Magrady and Banshall neared the recently refurbished Leimert Park Plaza which fronted the main throughfare of Crenshaw. The coming of a metro train signaled an uneasy development of the area. Riding in on those rails was gentrification, which often as not meant displacement. The two also passed several pup tents and lean-tos made from cardboard and scrap, evidence of the city’s ever-present homeless population.
The two arrived at Magrady’s car, a twenty-year-old PT Cruiser with a rebuilt engine and faded fake-wood paneling on its sides and rear hatch.
“Haven’t seen one of these in a month of Sundays,” Banshall remarked.
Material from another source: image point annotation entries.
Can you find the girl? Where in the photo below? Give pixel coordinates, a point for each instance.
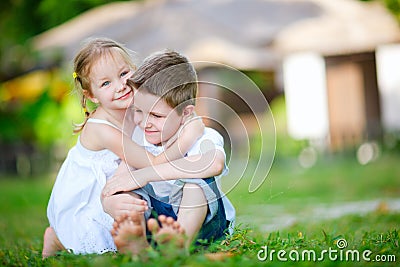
(77, 220)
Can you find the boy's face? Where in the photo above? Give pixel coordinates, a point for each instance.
(155, 117)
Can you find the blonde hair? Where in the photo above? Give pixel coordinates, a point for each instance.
(92, 50)
(169, 75)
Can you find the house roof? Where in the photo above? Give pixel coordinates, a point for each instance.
(250, 34)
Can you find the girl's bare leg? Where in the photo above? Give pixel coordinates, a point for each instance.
(129, 233)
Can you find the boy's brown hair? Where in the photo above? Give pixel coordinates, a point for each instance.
(170, 76)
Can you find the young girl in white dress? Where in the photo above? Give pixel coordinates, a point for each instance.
(77, 220)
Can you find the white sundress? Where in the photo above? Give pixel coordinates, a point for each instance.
(74, 209)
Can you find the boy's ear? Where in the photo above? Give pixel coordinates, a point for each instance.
(187, 113)
(89, 96)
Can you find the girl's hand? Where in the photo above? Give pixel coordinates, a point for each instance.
(117, 205)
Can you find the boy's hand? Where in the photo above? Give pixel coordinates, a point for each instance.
(119, 204)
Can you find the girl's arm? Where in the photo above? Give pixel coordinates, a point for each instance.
(208, 164)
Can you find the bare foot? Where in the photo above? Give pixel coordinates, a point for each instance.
(51, 243)
(129, 233)
(170, 232)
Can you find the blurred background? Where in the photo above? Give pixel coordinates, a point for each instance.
(328, 71)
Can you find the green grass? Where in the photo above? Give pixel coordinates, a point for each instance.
(290, 188)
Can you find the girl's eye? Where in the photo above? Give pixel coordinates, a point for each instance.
(105, 83)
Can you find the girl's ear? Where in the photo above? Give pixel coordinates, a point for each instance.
(187, 113)
(89, 96)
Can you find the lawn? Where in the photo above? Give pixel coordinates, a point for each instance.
(280, 218)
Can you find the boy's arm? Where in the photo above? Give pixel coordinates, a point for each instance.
(208, 164)
(182, 141)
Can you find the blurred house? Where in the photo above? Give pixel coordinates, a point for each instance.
(321, 54)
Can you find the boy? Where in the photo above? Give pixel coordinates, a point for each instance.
(166, 86)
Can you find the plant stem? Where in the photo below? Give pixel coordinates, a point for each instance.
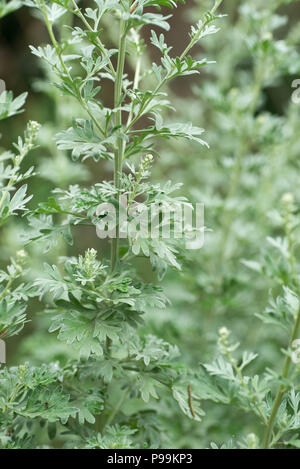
(170, 73)
(98, 42)
(65, 69)
(120, 146)
(282, 388)
(115, 411)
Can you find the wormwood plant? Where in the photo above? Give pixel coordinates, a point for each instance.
(246, 187)
(96, 305)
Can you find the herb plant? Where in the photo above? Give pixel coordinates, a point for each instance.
(142, 350)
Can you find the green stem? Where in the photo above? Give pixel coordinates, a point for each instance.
(120, 146)
(98, 42)
(65, 69)
(170, 73)
(282, 388)
(115, 411)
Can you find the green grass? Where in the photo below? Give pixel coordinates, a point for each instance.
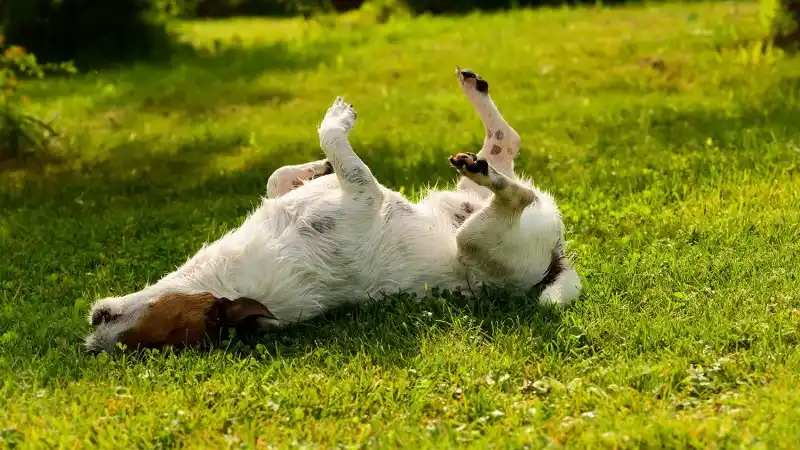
(672, 147)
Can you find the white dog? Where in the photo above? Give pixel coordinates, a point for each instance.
(329, 233)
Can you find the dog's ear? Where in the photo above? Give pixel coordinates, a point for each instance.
(245, 311)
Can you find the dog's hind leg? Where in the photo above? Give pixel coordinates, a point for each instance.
(500, 141)
(503, 237)
(354, 176)
(288, 178)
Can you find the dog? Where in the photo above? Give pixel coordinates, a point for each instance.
(328, 233)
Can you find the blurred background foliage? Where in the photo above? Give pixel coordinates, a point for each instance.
(97, 32)
(40, 36)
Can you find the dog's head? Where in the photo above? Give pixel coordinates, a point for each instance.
(144, 320)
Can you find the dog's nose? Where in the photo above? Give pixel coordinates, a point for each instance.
(103, 315)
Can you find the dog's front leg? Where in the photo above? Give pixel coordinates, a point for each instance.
(494, 240)
(354, 176)
(500, 142)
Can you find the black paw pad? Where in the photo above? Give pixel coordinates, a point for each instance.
(328, 170)
(481, 85)
(102, 315)
(470, 162)
(462, 159)
(479, 166)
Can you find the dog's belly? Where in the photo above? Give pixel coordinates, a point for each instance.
(336, 249)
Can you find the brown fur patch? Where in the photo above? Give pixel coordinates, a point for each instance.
(186, 319)
(171, 320)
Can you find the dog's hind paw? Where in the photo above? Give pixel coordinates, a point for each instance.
(339, 115)
(471, 81)
(470, 165)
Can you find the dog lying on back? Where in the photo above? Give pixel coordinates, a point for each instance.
(329, 233)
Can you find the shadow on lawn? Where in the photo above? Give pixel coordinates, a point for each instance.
(198, 81)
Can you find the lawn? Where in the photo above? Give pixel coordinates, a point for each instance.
(672, 146)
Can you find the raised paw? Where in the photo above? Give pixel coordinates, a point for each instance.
(339, 115)
(470, 81)
(469, 163)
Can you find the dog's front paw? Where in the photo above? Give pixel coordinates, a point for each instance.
(471, 81)
(339, 115)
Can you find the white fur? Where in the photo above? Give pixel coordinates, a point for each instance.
(316, 243)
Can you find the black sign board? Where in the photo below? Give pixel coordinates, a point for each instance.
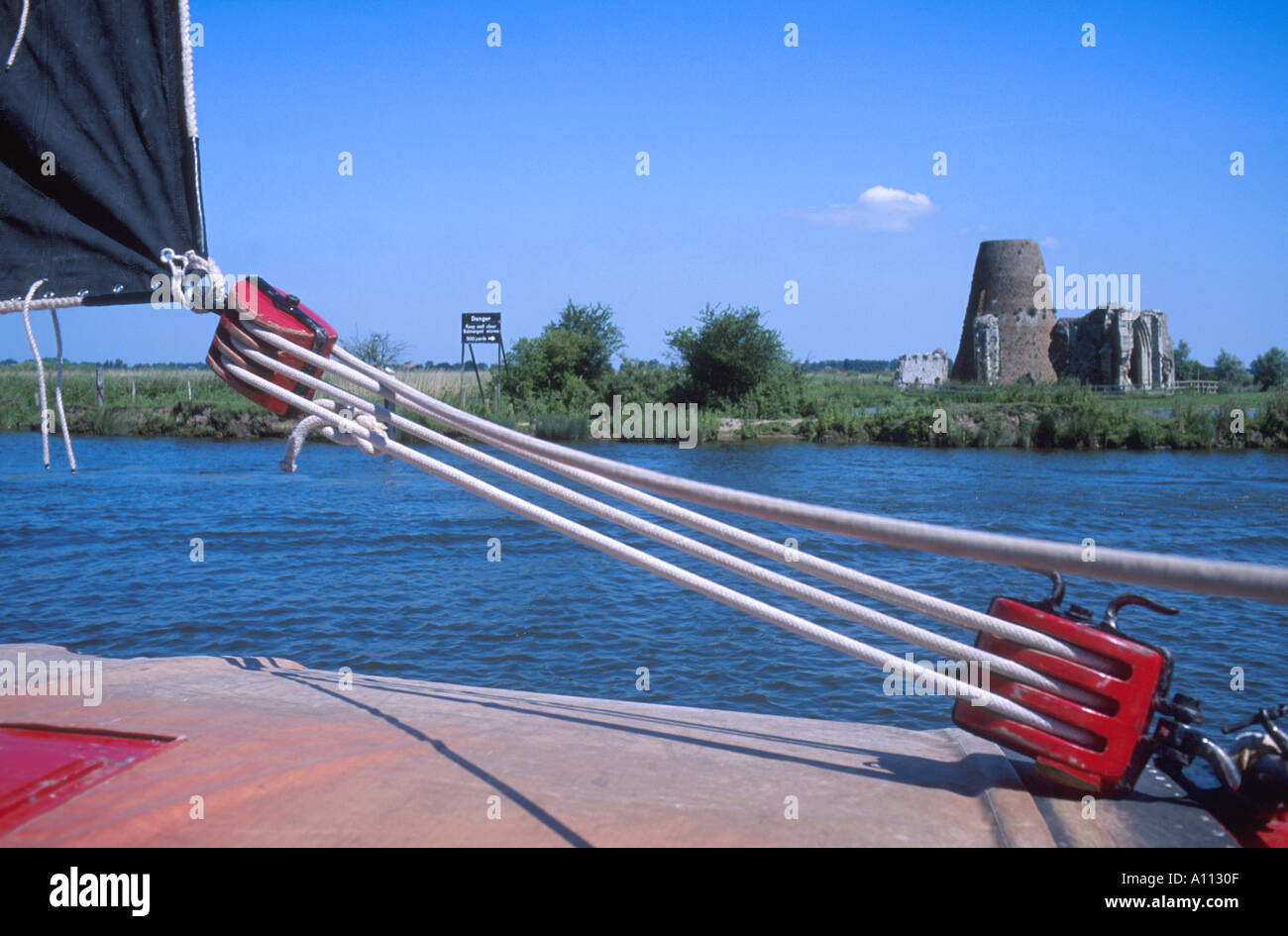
(481, 327)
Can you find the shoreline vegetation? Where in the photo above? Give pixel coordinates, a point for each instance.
(824, 406)
(732, 367)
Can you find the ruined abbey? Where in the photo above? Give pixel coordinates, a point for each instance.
(1012, 331)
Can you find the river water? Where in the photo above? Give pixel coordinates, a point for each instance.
(370, 564)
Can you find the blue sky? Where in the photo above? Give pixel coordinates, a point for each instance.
(516, 163)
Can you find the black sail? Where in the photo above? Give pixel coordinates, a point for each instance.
(98, 168)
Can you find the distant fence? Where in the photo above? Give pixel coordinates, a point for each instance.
(973, 389)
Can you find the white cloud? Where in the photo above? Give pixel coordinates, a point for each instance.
(877, 209)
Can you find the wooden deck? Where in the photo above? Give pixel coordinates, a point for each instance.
(283, 756)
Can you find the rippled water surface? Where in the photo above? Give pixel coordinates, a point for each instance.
(370, 564)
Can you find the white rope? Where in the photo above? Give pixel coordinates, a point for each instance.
(48, 303)
(58, 394)
(207, 266)
(40, 373)
(947, 685)
(1218, 576)
(866, 584)
(22, 31)
(789, 586)
(189, 89)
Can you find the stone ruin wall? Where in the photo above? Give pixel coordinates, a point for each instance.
(921, 369)
(1115, 347)
(1006, 339)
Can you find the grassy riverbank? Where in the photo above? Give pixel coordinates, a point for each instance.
(835, 407)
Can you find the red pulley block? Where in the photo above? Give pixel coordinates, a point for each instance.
(254, 300)
(1127, 683)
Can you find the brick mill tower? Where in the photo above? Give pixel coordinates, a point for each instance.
(1005, 336)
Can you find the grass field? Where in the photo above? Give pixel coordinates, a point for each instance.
(160, 400)
(835, 407)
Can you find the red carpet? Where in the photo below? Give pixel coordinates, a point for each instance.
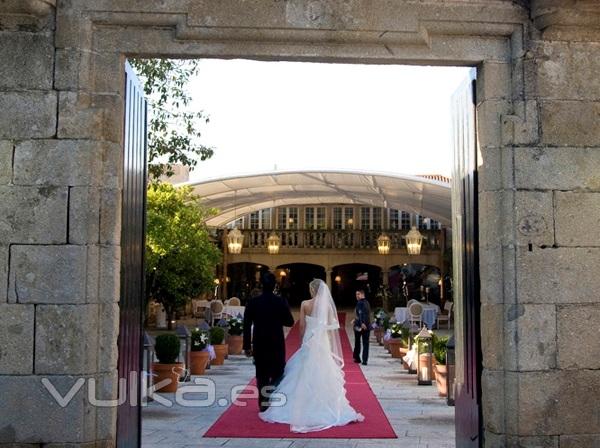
(243, 421)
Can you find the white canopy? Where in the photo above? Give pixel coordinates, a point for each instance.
(237, 196)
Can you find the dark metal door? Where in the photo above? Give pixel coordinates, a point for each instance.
(132, 260)
(466, 268)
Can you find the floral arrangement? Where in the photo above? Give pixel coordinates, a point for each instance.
(236, 326)
(199, 340)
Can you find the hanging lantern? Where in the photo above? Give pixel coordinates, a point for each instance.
(451, 369)
(273, 244)
(235, 239)
(424, 357)
(414, 239)
(383, 244)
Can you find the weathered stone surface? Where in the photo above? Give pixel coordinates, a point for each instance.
(84, 211)
(495, 221)
(27, 115)
(492, 336)
(532, 330)
(30, 414)
(497, 283)
(570, 123)
(534, 217)
(564, 70)
(109, 274)
(538, 410)
(33, 215)
(66, 339)
(561, 275)
(108, 354)
(16, 339)
(30, 55)
(93, 117)
(557, 168)
(3, 273)
(579, 441)
(6, 157)
(58, 162)
(578, 346)
(492, 381)
(577, 218)
(48, 274)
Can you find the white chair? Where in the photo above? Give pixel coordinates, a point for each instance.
(216, 308)
(415, 313)
(447, 316)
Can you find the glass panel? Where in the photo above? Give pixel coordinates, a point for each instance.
(377, 218)
(321, 218)
(337, 218)
(349, 218)
(365, 218)
(254, 220)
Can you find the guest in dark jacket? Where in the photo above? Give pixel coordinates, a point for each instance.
(362, 327)
(264, 319)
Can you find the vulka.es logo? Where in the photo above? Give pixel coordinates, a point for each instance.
(201, 392)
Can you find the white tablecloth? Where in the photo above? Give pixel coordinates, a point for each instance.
(401, 314)
(430, 312)
(233, 311)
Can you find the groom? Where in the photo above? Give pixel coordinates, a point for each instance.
(268, 314)
(362, 327)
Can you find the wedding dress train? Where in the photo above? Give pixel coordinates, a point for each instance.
(313, 381)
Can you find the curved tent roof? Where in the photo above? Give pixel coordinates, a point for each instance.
(239, 195)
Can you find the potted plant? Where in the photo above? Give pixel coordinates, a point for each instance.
(380, 315)
(199, 356)
(440, 368)
(216, 338)
(166, 347)
(235, 339)
(396, 342)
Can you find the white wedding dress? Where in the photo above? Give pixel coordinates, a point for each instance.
(313, 381)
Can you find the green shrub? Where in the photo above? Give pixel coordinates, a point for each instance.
(439, 349)
(236, 326)
(216, 335)
(167, 348)
(199, 340)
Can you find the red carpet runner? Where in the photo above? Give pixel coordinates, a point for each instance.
(243, 421)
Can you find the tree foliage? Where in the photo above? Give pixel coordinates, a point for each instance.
(174, 125)
(180, 254)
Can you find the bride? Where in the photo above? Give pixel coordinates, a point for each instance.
(313, 381)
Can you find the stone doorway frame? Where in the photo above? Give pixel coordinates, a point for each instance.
(92, 43)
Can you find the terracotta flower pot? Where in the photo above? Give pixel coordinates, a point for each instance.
(403, 352)
(395, 345)
(235, 343)
(220, 352)
(441, 379)
(198, 362)
(167, 372)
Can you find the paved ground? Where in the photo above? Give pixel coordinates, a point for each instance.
(420, 418)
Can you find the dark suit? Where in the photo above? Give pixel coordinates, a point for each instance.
(269, 314)
(363, 316)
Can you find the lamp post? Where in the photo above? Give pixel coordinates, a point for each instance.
(235, 240)
(424, 356)
(273, 244)
(184, 335)
(149, 358)
(414, 240)
(413, 329)
(383, 244)
(451, 369)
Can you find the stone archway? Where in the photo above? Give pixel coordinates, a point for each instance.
(536, 96)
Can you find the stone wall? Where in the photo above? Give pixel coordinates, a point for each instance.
(61, 96)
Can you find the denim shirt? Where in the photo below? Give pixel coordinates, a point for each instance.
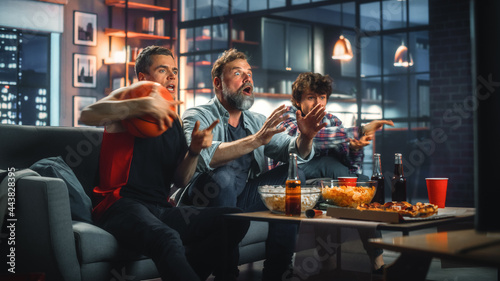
(278, 148)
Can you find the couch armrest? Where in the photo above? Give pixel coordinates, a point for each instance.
(44, 235)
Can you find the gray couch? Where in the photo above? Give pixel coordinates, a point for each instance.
(47, 239)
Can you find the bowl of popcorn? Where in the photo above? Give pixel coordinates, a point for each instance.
(348, 194)
(273, 197)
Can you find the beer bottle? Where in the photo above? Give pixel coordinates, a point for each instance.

“Haven’t had a car in that long either,” Magrady replied as he unlocked the passenger-side door for his friend. “Even a goofy one like this.” The bus and occasional biking had been his modes of transportation for years.
“I ain’t complaining.”
Banshall put his case on the backseat as Magrady went around to the driver’s side. Off they went to Budlong near 35th Place, not too far west of USC. Banshall lived in what was called a neoclassical wood-sided fourplex built in another era. Back then it would have been called a rooming house. It was set among several humble abodes with well-tended lawns, some with security bars on doors and windows. Magrady found a parking space at the curb in front.
Banshall yawned, working a kink out of his neck. “Remember when this would have been the time we’d be hitting our stride in Soul Alley?” This had been a section of the then-called Saigon of nightclubs and joints where Black GIs hung out. A fleeting relief from the toils of war and antagonisms with their fellow white soldiers on base.
“Man,” Magrady said, shaking his head, “I once got so high there in the Three Clicks that I saw Ho Chi Minh floating through the ceiling with a deck of cards. Bobby Seale showed up and we played Spades.”
They chuckled and headed inside. Upstairs Banshall unlocked the door and, stepping inside, set his keys on a small table with a vase on it. His rooms were comfortable and tidy. There were photos and framed posters here and there chronicling his years in the music business. While not always a headliner, he’d put out a few albums of his own, and worked steady as a session man and a sideman on various tours, including ones with Herbie Hancock and various rock stars. There was also evidence of his playing gigs for causes ranging from police accountability to when Jesse Jackson ran for president in the ’80s.